Trucking remains the dominant U.S. mode of freight transportation, hauling 69.1% of freight last year totaling 9.7 billion tons, with both figures up from a year earlier, American Trucking Associations reported May 12.
Trucking’s percentage was up from 2012’s total of 68.7%, and tonnage rose from 9.4 billion tons a year earlier, according to ATA’s latest “American Trucking Trends.”
The trucking industry collected 81.2% of total U.S. freight revenue last year, up from 80.7% in 2012, ATA said.
“This report shows once again what a critical role trucking plays in the U.S. economy,” ATA President Bill Graves said. “Trucking continues to move the most, and most valuable, freight in the United States despite the challenges of congestion, regulations and crumbling infrastructure.”
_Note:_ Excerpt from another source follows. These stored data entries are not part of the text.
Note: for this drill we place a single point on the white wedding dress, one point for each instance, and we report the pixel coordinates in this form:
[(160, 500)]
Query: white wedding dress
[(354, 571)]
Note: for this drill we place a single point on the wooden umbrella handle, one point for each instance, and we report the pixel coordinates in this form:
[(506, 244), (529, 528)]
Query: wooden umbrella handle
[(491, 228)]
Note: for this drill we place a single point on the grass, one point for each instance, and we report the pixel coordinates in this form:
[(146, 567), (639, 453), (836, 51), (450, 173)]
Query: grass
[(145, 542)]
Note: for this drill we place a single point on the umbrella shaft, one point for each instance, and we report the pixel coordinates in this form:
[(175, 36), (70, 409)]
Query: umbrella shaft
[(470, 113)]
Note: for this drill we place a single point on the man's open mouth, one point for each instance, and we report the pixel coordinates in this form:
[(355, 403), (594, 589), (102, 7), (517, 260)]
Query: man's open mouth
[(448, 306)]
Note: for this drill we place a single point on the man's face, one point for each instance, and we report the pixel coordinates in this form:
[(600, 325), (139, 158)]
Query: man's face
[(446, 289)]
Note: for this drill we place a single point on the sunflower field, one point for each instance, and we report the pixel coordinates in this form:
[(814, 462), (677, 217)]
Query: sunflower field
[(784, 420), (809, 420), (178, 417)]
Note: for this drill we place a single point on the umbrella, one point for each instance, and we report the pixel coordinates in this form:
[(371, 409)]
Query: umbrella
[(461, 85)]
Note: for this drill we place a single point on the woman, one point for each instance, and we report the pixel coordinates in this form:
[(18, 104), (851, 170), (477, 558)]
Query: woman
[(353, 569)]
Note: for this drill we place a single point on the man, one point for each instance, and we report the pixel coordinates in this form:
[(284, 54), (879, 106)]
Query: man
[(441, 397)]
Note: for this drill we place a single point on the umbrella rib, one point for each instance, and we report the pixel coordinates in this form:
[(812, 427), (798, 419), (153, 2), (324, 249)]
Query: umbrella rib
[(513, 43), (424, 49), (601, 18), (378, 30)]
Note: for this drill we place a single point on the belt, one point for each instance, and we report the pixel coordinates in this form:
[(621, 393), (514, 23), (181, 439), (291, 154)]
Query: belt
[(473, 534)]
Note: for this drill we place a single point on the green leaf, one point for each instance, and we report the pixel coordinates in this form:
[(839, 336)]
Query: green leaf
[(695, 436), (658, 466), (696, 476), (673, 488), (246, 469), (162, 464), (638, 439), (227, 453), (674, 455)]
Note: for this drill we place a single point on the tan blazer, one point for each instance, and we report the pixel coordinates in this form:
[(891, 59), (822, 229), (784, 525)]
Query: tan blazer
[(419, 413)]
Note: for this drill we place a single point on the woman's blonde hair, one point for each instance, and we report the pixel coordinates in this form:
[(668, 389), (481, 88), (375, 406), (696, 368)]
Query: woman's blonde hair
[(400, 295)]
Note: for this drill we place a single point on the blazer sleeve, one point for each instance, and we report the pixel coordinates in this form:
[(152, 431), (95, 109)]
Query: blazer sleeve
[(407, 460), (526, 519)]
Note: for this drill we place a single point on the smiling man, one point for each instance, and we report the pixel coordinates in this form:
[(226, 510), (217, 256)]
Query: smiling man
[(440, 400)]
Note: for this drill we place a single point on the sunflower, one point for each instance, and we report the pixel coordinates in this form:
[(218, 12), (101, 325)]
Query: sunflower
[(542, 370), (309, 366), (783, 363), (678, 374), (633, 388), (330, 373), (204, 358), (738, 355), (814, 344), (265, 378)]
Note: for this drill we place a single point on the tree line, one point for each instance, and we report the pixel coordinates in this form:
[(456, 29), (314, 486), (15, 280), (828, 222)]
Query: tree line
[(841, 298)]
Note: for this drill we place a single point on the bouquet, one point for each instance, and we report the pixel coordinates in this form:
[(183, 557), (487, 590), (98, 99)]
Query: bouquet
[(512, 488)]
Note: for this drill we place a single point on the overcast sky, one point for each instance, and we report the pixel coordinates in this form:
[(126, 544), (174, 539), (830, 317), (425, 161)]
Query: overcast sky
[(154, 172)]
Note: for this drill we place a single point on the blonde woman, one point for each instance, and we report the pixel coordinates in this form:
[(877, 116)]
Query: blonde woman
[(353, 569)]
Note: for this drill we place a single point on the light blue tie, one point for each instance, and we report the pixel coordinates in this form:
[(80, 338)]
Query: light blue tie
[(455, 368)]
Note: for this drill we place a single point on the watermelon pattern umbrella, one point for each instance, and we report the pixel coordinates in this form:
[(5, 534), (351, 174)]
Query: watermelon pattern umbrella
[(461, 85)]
“It is fitting this report is being released at the start of Infrastructure Week,” Graves added. “Our industry’s growth in the face of continued road and bridge deterioration has been amazing, but it is time for our elected leaders to do their part to ensure that the highways we use to move America’s goods safely and efficiently are in good condition.”
The report also said that:
• Trucks move the majority of all North American Free Trade Agreement freight, hauling 55.4% of trade with Canada and 65.4% of with Mexico.
• Trucking employed more than 7 million people in 2013.
• The trucking industry paid $37.8 billion in state and federal highway user fees last year.
The report “is an annual almanac, a snapshot, of what the trucking industry, and really what the freight economy, looks like,” ATA Chief Economist Bob Costello said. “These numbers tell us what is happening in trucking, and that’s important for industry leaders, suppliers and policymakers.”